Refreshing Flash memory periodically for archival

Kragen Javier Sitaker, 02021-03-02 (1 minute)

Consider the family of hardware designs explored in How do you fit a high-level language into a microcontroller? Let’s look at BBN Lisp. Could you use these for centuries-long data retention?

Flash chips are typically specified for 10-year data retention. That means the 4.4 or 16 nJ cited in that note to write each byte aren’t forever; that’s per byte per decade. If we want to keep 128 mebibytes refreshed indefinitely, as discussed in “Egg of the Phoenix”, we need 0.6–2 J per decade, which is 2–7 nW, or about 40 nW per gibibyte. So the STM32L011 mentioned in How do you fit a high-level language into a microcontroller? Let’s look at BBN Lisp, with its microwatt of stop-mode power, uses about as much power as keeping 25 gibibytes.

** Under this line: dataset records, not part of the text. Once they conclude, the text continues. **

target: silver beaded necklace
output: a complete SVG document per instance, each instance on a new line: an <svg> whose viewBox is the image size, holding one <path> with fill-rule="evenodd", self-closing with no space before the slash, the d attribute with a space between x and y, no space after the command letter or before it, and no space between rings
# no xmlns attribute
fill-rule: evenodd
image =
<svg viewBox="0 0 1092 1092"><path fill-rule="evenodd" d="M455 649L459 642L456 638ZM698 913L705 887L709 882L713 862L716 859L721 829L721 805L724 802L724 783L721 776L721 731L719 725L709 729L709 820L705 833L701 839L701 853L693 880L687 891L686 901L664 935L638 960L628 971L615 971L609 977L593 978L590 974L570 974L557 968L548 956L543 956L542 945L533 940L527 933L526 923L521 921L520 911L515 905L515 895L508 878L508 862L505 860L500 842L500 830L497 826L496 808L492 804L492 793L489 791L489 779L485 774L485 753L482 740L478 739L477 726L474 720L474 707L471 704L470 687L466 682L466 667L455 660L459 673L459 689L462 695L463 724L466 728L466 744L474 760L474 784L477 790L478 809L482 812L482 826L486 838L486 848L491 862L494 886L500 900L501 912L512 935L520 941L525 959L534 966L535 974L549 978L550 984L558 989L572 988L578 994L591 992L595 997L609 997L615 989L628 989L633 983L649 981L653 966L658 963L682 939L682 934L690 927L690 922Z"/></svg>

If you coupled that chip with 64–256 GiB of NAND Flash, all you’d need is a power source that reliably provides 3–10 μW for decades or centuries. No conventional battery can do this; alternatives include an Atmos-clock-style air-pressure energy harvesting system, as I suggested in Dercuano (where I calculated that the daily barometric variation of a few hundred pascals amounts to a theoretical maximum of a few μW per liter, though Atmos clocks are reported to only use about 250 nW), or perhaps something like the Clarendon Dry Pile. This is much less than the 160 μW for 100 GB I estimated in Dercuano.